Le Moyne has been choppy lately (2-3 last five), but the two wins weren’t flukes: they put 76 on Fairleigh Dickinson and 81 on Chicago State at home. Stonehill’s last five is also 2-3, but it’s been more volatile—103 points against St. Francis (PA), then back to 57 vs Wagner. That volatility is why this game is interesting: you’ve got Le Moyne’s steadier scoring profile (72.4 PPG) against a Stonehill team that can look either competent or completely stuck in the mud depending on opponent and game state.
And if you’re searching “Stonehill Skyhawks vs Le Moyne Dolphins odds” or “Le Moyne Dolphins Stonehill Skyhawks spread,” the headline is simple: books are pricing Le Moyne like the clearly better team, while the exchange side is a little more conservative on the spread. That gap is where bettors can actually find something actionable.
Matchup breakdown: Le Moyne’s offense vs Stonehill’s scoring floor
Start with the macro strength indicators. Le Moyne’s ELO sits at 1453 vs Stonehill at 1368—real separation, and it matches what you’ve seen all season: Le Moyne can get into the low-to-mid 70s routinely, while Stonehill’s average output is 64.1. Over a full game, that scoring gap is everything when you’re dealing with spreads in the single digits.
But it’s not just “who scores more.” It’s how stable that scoring is. Le Moyne’s last five includes 76 and 81 in wins, and even in the loss at CCSU they were right there (77-78). Stonehill’s last five includes a 51-point road game at New Haven and a 57-point home loss to Wagner. When Stonehill’s offense drops into the 50s, it forces them to win ugly—and ugly games increase variance around any spread because one bad five-minute stretch can bury you.
The other angle: Le Moyne has already seen Stonehill’s best version in the first meeting and still scored 68 on the road. If you’re building a handicap, the question isn’t “can Le Moyne score?” It’s “does Stonehill have enough shot-making to keep pace if Le Moyne gets to 72–75 again?”
From a totals perspective, this is where it gets fun.
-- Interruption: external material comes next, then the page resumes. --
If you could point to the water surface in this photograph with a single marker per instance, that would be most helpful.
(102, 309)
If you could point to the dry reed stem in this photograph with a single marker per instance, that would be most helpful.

The model-side total expectation we’re seeing is 138.3, while the posted total is 134.5. That’s not a tiny difference in college hoops—four points is meaningful, especially when one team (Le Moyne) is comfortable playing in the 70s. But you can’t ignore Stonehill’s floor; they’re averaging 64.1, and they’ve shown they can crater. This total is basically a bet on whether Stonehill shows up offensively or whether Le Moyne controls the game script and Stonehill grinds into late-clock possessions.